# Flextone Funky Chicken Decoy!



## Jim (Mar 14, 2015)

:LOL2: 

This is it, I'm going all out for 2015. Don't even try to convince me, Because I'm not changing my mind. This is the decoy to have this year!

https://www.flextonegamecalls.com/products/decoys/funky-chickentm.html#.VQTBNUbuV1Y

Direct from their site:
_
The Funky Chicken is the newest and most unique design in turkey decoy history. A proven and tested theory where bigger isn't always better. The Funky Chicken's body is an abnormal shape that triggers aggressive behaviors within gobblers in the spring mating season. Basically, he's the skinny wimpy kid that every other turkey knows they can beat up.

On your next hunt get Funky! Show them something new, something less threatening, something wimpy and something that says, "come beat me up". Do the Funky Chicken!

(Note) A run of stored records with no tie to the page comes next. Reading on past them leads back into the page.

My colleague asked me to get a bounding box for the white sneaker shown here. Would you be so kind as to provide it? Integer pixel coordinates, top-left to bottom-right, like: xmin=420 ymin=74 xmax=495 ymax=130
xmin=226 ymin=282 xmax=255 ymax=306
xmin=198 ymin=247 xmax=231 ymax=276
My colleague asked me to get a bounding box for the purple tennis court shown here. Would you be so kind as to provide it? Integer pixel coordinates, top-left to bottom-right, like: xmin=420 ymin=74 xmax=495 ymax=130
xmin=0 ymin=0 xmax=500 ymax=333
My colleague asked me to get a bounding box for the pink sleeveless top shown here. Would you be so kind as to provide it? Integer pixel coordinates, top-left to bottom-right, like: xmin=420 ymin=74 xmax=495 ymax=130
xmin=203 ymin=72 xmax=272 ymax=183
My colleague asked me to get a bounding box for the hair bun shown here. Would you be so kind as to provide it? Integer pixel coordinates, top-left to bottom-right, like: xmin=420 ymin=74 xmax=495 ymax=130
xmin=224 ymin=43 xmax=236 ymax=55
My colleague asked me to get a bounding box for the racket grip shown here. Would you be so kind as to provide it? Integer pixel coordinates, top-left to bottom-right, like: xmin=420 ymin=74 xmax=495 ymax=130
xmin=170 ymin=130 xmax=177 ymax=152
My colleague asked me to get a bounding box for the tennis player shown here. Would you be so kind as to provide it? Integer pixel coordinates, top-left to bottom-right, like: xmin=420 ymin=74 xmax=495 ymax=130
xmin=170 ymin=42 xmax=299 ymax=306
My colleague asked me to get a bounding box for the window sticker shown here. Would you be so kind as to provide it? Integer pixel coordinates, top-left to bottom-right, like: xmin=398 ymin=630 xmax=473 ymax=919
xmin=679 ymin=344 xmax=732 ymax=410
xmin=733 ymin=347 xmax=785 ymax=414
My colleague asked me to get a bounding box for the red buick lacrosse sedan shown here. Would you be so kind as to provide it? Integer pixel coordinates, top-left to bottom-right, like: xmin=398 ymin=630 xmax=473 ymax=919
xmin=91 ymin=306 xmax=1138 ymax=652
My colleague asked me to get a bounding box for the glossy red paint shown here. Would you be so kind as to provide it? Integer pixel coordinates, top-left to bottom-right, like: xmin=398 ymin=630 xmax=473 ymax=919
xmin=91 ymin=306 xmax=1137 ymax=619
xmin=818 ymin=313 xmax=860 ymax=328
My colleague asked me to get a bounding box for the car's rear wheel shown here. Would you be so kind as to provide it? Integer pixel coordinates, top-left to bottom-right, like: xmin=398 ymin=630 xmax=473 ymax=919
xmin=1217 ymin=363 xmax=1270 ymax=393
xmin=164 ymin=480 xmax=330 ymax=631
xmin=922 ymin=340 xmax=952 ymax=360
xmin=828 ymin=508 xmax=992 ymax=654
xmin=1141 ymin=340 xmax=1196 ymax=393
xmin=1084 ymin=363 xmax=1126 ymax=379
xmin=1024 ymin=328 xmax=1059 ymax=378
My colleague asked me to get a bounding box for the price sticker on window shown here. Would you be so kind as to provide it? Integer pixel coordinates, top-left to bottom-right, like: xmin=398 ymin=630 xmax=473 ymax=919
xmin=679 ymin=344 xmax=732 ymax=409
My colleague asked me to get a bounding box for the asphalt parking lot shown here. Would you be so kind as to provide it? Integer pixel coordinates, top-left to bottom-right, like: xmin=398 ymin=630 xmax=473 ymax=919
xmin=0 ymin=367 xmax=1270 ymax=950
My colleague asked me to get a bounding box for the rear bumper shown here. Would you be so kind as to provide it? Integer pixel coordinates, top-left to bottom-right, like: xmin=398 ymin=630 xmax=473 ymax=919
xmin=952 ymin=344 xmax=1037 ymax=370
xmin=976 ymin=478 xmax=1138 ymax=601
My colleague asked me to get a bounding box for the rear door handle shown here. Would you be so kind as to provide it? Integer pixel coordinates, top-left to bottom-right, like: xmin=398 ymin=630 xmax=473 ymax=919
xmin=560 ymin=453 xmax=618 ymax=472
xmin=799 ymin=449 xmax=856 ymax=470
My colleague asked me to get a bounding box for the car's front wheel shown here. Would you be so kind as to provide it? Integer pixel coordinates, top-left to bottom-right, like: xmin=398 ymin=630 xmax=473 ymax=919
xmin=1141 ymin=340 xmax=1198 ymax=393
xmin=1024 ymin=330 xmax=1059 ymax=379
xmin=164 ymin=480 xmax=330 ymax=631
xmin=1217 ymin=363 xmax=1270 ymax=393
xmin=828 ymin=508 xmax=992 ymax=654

The Funky Chicken's wimpy stature poses no danger to incoming passive gobblers and definitely doesn't intimidate any dominant gobbler from coming in to beat him up._







BEAST MODE DECOY for sure!

[youtube]0XyDaC5HPfw[/youtube]

:LOL2:


----------



## overboard (Mar 14, 2015)

Oh boy! #-o 
Let me know how it works, might be on to something there! :lol:


----------



## JMichael (Mar 15, 2015)

It's advertising and you just never know what you can trust when it comes to TV and commercials. Look forward to hearing your review. I use to live where all I had to do was walk across the road and into the woods a couple of hundred yards to turkey hunt. Now, my best option is a 4.5 hour drive to my brothers house and hunt the small block of woods he owns or a WMA about 3 miles down the road from his house. I sure do miss it.


----------



## Jim (Mar 15, 2015)

Around these parts, the Turkey hang out in peoples back yards knowing they are safe. You never see them in the woods. :lol:


----------



## duckfish (Mar 16, 2015)

You may be pleasantly surprised. We often use the Funky Chicken with a hen decoy. Several times have had jakes rush in and beat the dog snot outta the Funky Chicken. Last year 2 hunting buddies killed mature gobblers over their FC.


----------



## lovedr79 (Mar 17, 2015)

NICE!


----------



## Insanity (Mar 17, 2015)

Lol ok

I hunt my moms place. Theres a flock of over a hundred there and they are a nusence when feeding stock. Its not really hunting but they taste the same. :mrgreen:


----------